A resposta dela fez todo sentido: “não, nunca me toquei”. Ela dizia que até alguns anos atrás achava “nojento”, que era uma “guria de respeito” e que quando teve vontade mesmo, o bloqueio já era muito grande. Que conselho eu podia dar à minha amiga na época? “Assista a um filme pornô”? Nem eu assistia, a pornografia nunca me deu um pingo de tesão, com humilhações, depilações exageradas, fantasias que nunca foram as minhas e uma boa dose de violência. Tenho certeza de que há várias meninas como ela por aí, com nojo e vergonha da própria vagina e sem qualquer consciência do próprio corpo, muito menos do que lhes dá prazer. E isso tem tudo a ver com opressão a mulheres e pornografia mainstream.

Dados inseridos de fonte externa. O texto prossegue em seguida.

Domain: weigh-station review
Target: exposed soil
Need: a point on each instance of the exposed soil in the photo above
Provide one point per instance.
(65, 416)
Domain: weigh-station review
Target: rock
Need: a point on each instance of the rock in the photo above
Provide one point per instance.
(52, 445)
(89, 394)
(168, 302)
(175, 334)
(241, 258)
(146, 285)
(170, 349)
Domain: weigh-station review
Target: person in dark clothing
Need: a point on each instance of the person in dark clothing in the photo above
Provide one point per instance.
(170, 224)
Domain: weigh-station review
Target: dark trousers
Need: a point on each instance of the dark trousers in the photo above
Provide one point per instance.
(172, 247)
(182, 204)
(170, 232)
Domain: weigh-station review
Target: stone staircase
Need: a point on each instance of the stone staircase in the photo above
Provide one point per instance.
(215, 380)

Muitas feministas são antipornografia. Como dizia a feminista Robin Morgan: “a pornografia é a teoria; o estupro é a prática.” Há bons argumentos nessa linha feminista, como o fato de que é uma indústria que existe somente para fazer dinheiro, que mastiga e cospe as mulheres e mostra violência, assédio e ofensas como algo  aceitável e parte da sexualidade masculina. Dizem que a pornografia promove padrões de beleza misóginos e que afeta a todos porque influencia a forma como homens veem mulheres. “A pornografia mainstream heterossexual dita uma ideia estreita e limitada do que é a sexualidade humana. Na pornografia, a sexualidade masculina pressupõe crueldade, coerção e degradação e a feminina como submissa ou aparentemente apreciadora de um tratamento cruel, coercitivo e degradante. A pornografia anula as necessidades sexuais das mulheres e dificulta a descoberta de seus próprios corpos e sua sexualidade”, diz um blog americano de feministas antipornografia.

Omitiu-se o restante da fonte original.